# Renee Fleming: Favorite DVD recordings



## Sonata (Aug 7, 2010)

So I've casually followed Renee Fleming for a couple of years and own a few of her albums. Lately, after watching her Eugene Onegin, and revisiting my audio recording of Rusalka, I'm currently hooked on Renee.

As much as I loved Onegin, I couldn't on the other hand get into her Rosenkavalier video.No fault of Renee, but Sophie Koch just wasn't working for me. I only watched the first act.

In the future I plan to definitley get Fleming's Rusalka on DVD as well as The Merry Widow. I probably want MORE than that, but those are on my list for sure. I'd love to have some more discussion to load up my Opera Video wishlist  What are your favorite Fleming video performances? Which ones would you avoid?

On a last note, I see she is set to sing Rosenkavalier at the Met again...did she come out of retirement? I thought she was done with opera?


----------



## mountmccabe (May 1, 2013)

This is, more or less, her farewell tour, as she says she'll be done with normal performances of staged opera. Though she's also noted that she may consider a new opera.

She announced that she'd be retiring in the next three years in 2014, so she's on target. And she has cut down recently; before the recent _Der Rosenkavalier_ performances her last staged oper(etta) was _The Merry Widow_ at the Met and in Chicago about a year ago.

Her page on operabase has having performed in about 16 productions over since October 2012.


----------



## nina foresti (Mar 11, 2014)

Smart lady. And what a very difficult thing to do to know just when to pick up your marbles and go home.
She of the velvet throat will go down in history as one of the most beautiful voices on earth.


----------



## Pugg (Aug 8, 2014)

Thais / Le nozze di Figaro/ Otello (both recordings) Armida/ Rusalka/ Capricio /Arabella. 
No particular order.


----------



## DarkAngel (Aug 11, 2010)

Pugg said:


> Thais / Le nozze di Figaro/ Otello (both recordings) Armida/ Rusalka/ Capricio /Arabella.
> No particular order.


The Thais besides being very good has the best custom designed gold gown perhaps ever, certainly in recent times, what a divine entrance by Thais at the party

I find her LA Opera Traviata with Villazon (before voice issues) one of the very best traditional versions, beautiful luxury production available as blu ray...........


----------



## Scopitone (Nov 22, 2015)

DarkAngel said:


> I find her LA Opera Traviata with Villazon (before voice issues) one of the very best traditional versions, beautiful luxury production available as blu ray...........


She does Act II with Ramon Vargas on the 2008 Met Opening Night Gala.

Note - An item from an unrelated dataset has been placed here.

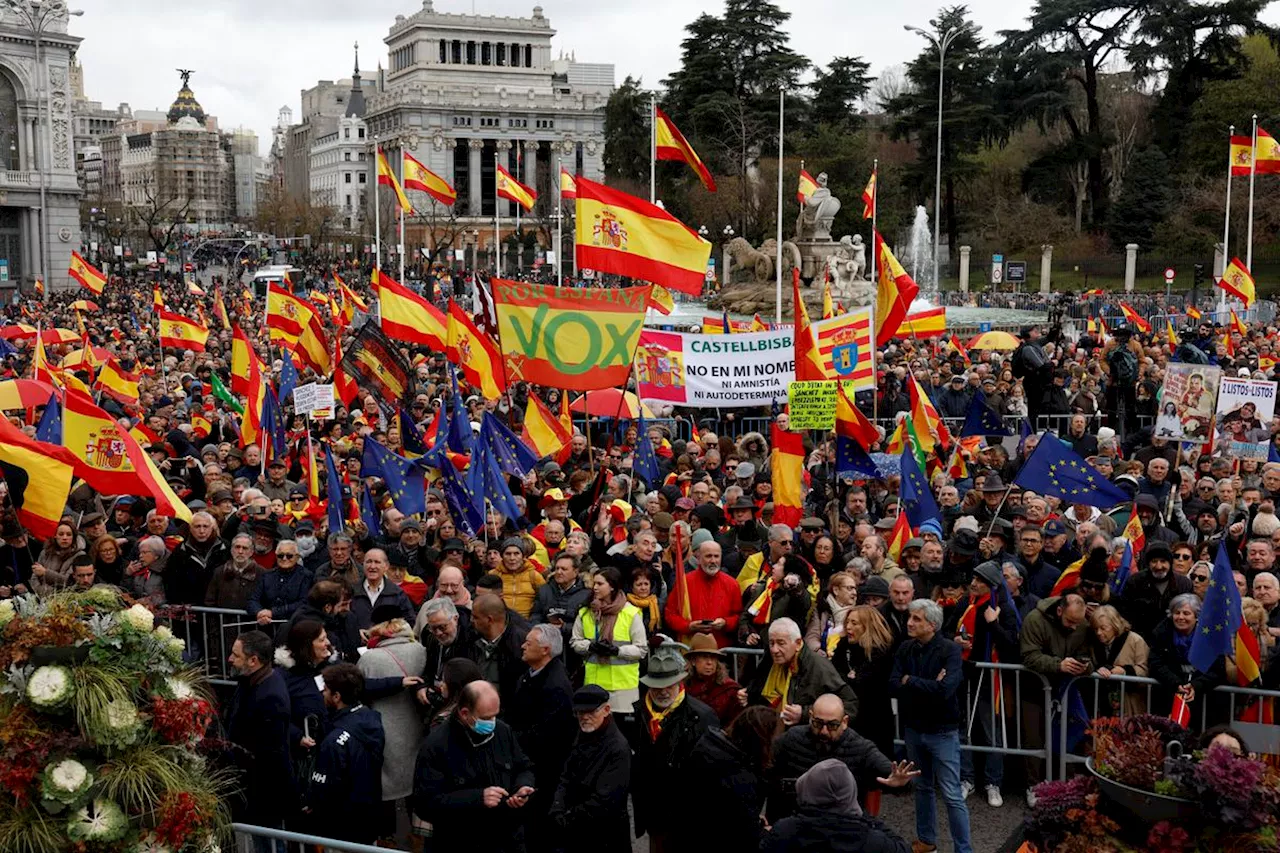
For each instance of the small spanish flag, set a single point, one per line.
(86, 274)
(512, 190)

Don't know if it's on DVD, but it's on Met-on-Demand. (Can we just agree to call that MOD?)

It had me in tears.


----------



## Pugg (Aug 8, 2014)

In addition to DarkAngel.

I must add: I do not agree in the DVD with Villazon, horrible.


----------



## Scopitone (Nov 22, 2015)

How wonderful she looks in that gown!


----------



## Pugg (Aug 8, 2014)

Scopitone said:


> How wonderful she looks in that gown!


That's what's one called Class, capital C.:angel:


----------



## Pugg (Aug 8, 2014)

​
Another very good one!


----------



## Pugg (Aug 8, 2014)

​
Horrible staging but wonderfully sung.


----------